Il verdetto sull’obbligo vaccinale, emesso dalla Consulta, è stato più ideologico che tecnico. E non poteva essere altrimenti, vista la provenienza culturale e a volte segnatamente politica della maggior parte degli esponenti della Corte costituzionale. Per un terzo, essa si compone di membri nominati in seduta comune dal Parlamento, quindi espressione della volontà dei partiti.
La presidente, Silvana Sciarra, è stata eletta nel 2014, su proposta dell’allora premier Matteo Renzi, ancora nel Partito democratico. Qualcuno poteva ragionevolmente aspettarsi che, provenendo da quell’area, la giudice, da numero uno della Corte, s’intestasse una battaglia contro il provvedimento di Mario Draghi? Peraltro, a scrivere il primo decreto sull’obbligo vaccinale per i sanitari era stato il Guardasigilli, Marta Cartabia, chiamata al ministero dopo aver presieduto la Consulta di cui faceva già parte la Sciarra. Non lo possiamo chiamare conflitto d’interessi? Si chiede Alessandro Rico sulle pagine de La Verità.
Molto discutibile è anche la posizione della toga Marco D’Alberti, nominato da Sergio Mattarella a settembre. Il professore romano è stato il consigliere giuridico di Draghi. Su di lui, dunque, gravava almeno una responsabilità oggettiva nella stesura delle norme contestate dai ricorrenti. È quanto meno anomalo che un tecnico al servizio del presidente del Consiglio, dopo, si sia dovuto pronunciare su uno degli atti legislativi prodotti dall’esecutivo per cui lavorava.
Il gruppo dei giudici all’interno della Consulta è chiaramente sbilanciato a sinistra. Augusto Barbera, costituzionalista all’Università di Bologna, ministro nel governo Ciampi, parlamentare del Pci e del Pds, consigliere regionale in Emilia Romagna, oggi vicino al Pd, che lo indicò per la nomina nel dicembre 2015. Nella stessa seduta, l’Aula votò per Giulio Prosperetti (candidato di Angelino Alfano) e Franco Modugno (sponsorizzato dal Movimento 5 stelle).
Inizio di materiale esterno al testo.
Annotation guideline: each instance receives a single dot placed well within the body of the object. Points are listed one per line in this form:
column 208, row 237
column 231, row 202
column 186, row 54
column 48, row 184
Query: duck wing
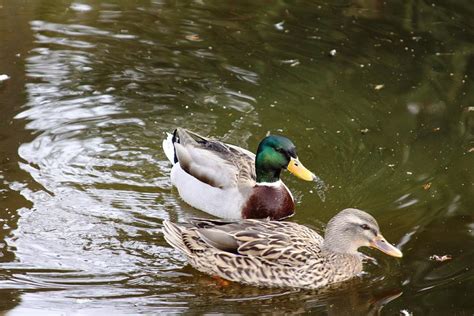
column 214, row 162
column 282, row 243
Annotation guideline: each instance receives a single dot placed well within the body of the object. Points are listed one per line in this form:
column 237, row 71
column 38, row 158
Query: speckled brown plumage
column 272, row 253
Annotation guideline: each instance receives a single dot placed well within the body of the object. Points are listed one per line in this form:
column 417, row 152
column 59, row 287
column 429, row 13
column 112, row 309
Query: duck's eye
column 365, row 227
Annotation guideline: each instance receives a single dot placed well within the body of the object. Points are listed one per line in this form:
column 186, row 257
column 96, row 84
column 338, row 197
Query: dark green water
column 387, row 122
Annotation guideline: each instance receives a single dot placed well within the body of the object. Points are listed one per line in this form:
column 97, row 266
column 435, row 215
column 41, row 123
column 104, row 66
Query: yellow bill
column 383, row 245
column 297, row 168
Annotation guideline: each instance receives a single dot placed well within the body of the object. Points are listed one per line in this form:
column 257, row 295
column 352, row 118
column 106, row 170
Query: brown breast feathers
column 268, row 201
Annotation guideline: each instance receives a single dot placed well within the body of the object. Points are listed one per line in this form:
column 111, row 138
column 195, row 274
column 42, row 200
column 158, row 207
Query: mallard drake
column 231, row 182
column 279, row 253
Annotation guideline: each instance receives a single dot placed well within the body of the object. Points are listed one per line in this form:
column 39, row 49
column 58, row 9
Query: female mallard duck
column 230, row 182
column 276, row 253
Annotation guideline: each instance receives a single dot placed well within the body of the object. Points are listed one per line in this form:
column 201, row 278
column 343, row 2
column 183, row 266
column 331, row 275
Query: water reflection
column 386, row 121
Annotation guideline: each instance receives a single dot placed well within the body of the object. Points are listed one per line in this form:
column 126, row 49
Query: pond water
column 377, row 96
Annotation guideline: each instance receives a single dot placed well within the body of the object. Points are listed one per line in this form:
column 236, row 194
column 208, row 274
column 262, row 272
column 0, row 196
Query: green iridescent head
column 275, row 153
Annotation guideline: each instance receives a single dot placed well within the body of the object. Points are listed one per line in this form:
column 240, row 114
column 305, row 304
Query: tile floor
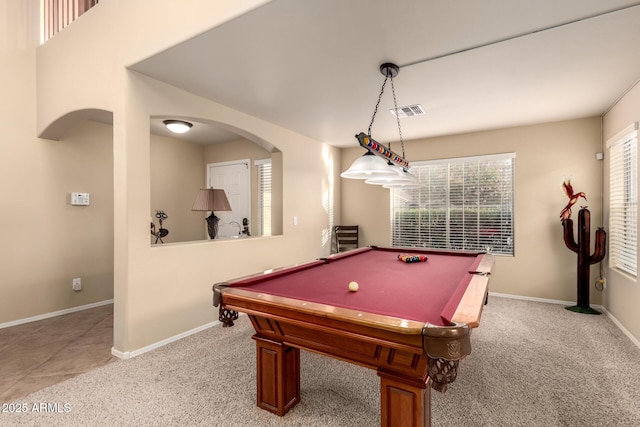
column 39, row 354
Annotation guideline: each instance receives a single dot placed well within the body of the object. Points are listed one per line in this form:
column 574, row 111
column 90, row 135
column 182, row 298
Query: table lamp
column 211, row 199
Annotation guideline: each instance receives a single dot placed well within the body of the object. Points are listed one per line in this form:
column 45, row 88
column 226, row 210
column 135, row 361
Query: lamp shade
column 211, row 199
column 368, row 166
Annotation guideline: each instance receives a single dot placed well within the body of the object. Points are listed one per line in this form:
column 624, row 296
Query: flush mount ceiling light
column 177, row 126
column 379, row 165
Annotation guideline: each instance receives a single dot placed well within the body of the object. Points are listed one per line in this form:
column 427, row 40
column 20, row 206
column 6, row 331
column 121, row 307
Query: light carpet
column 532, row 364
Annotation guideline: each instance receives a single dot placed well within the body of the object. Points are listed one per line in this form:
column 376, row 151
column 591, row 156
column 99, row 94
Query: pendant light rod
column 376, row 148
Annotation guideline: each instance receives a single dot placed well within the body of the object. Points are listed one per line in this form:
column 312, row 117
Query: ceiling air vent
column 409, row 111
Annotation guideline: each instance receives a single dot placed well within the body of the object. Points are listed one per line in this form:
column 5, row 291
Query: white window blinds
column 623, row 200
column 463, row 204
column 264, row 196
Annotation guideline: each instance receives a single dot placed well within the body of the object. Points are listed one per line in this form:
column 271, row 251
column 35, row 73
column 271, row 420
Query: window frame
column 455, row 211
column 623, row 200
column 264, row 187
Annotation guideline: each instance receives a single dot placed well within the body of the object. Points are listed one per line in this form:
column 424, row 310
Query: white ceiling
column 312, row 66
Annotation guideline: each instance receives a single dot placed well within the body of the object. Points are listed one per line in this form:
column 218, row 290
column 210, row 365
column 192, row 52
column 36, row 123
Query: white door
column 234, row 178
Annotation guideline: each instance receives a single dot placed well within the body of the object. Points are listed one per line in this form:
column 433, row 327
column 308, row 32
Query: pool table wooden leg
column 404, row 403
column 278, row 375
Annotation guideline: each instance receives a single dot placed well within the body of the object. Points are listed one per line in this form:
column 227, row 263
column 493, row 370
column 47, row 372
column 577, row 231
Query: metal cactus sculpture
column 582, row 247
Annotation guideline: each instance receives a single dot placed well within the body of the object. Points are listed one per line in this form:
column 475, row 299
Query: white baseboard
column 130, row 354
column 54, row 314
column 624, row 330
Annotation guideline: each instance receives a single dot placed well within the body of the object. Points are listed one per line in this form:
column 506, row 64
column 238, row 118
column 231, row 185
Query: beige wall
column 177, row 172
column 622, row 295
column 165, row 290
column 46, row 241
column 542, row 266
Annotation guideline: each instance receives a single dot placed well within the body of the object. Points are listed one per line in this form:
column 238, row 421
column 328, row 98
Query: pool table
column 410, row 321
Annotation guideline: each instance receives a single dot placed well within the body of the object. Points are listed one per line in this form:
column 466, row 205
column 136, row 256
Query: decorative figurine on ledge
column 162, row 232
column 582, row 247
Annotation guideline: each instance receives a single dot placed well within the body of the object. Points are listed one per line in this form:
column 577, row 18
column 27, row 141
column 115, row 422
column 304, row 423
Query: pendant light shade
column 368, row 166
column 379, row 165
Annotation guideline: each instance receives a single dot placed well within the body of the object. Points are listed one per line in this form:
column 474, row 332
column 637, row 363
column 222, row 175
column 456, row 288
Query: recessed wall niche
column 179, row 170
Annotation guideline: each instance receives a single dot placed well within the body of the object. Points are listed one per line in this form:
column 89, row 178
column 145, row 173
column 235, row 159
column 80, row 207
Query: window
column 623, row 200
column 264, row 196
column 463, row 204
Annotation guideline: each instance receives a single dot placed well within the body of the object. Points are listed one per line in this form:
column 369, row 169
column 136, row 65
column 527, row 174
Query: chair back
column 346, row 237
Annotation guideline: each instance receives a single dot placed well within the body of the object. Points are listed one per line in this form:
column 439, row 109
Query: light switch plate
column 80, row 199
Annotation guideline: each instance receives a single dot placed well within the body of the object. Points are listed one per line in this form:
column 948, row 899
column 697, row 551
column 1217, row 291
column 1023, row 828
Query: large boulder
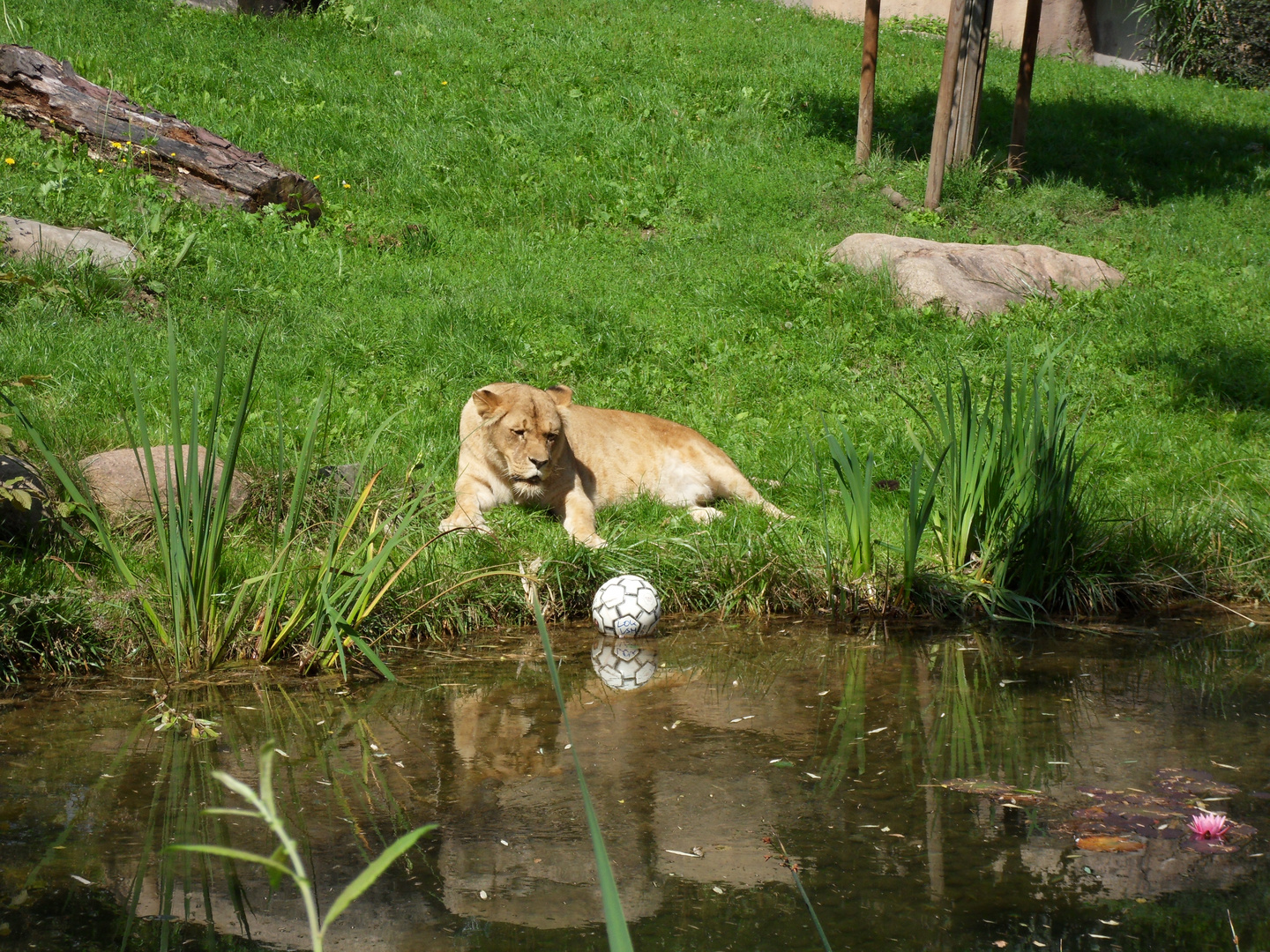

E come dimenticare Filippo Patroni Griffi: eletto dal Consiglio di Stato, che ha presieduto fino al 29 gennaio 2022, era stato ministro della Pa per Mario Monti, quindi sottosegretario a Palazzo Chigi, con premier Enrico Letta. Da figure simili, ci dovevamo aspettare tutele?
E ancora Emanuela Navarretta, giurista del Sant’Anna di Pisa. Da giovane, ebbe come correlatore della tesi di laurea il compianto Ugo Natoli, ex partigiano e uomo di fiducia di Palmiro Togliatti. Daria de Pretis, attuale vicepresidente della Corte, dove è stata chiamata da Giorgio Napolitano nel 2014. Già rettrice dell’Università di Trento, nonché moglie di Giovanni Kessler, figlio del politico dc Bruno (presidente della Provincia autonoma di Trento), ex deputato con l’Ulivo e, in seguito, esponente dem. Il 30 gennaio 2022, la de Pretis rilasciò un’intervista al Corriere della Sera in cui, di fatto, anticipava la sentenza di giovedì: «La Costituzione stabilisce che la legge può introdurre trattamenti sanitari obbligatori quando si deve tutelare la salute collettiva. Nella Costituzione i diritti si accompagnano ai doveri».
Uniche eccezioni, almeno sulla carta, sono Nicolò Zanon (entrato al Csm su richiesta del centrodestra) e Luca Antonini (vicino alla Lega e acerrimo rivale del decreto Lorenzin sui vaccini). Dopo aver passato al setaccio la storia politica e accademica degli altri membri: «Ce le vedevate voi, delle toghe con questo pedigree, a smantellare i provvedimenti adottati dai migliori? A picconare la condotta di Draghi?», si chiede Rico. Sarebbe meglio politicizzare esplicitamente tutti gli organismi pubblici, inclusa la Consulta, come avviene negli Stati Uniti.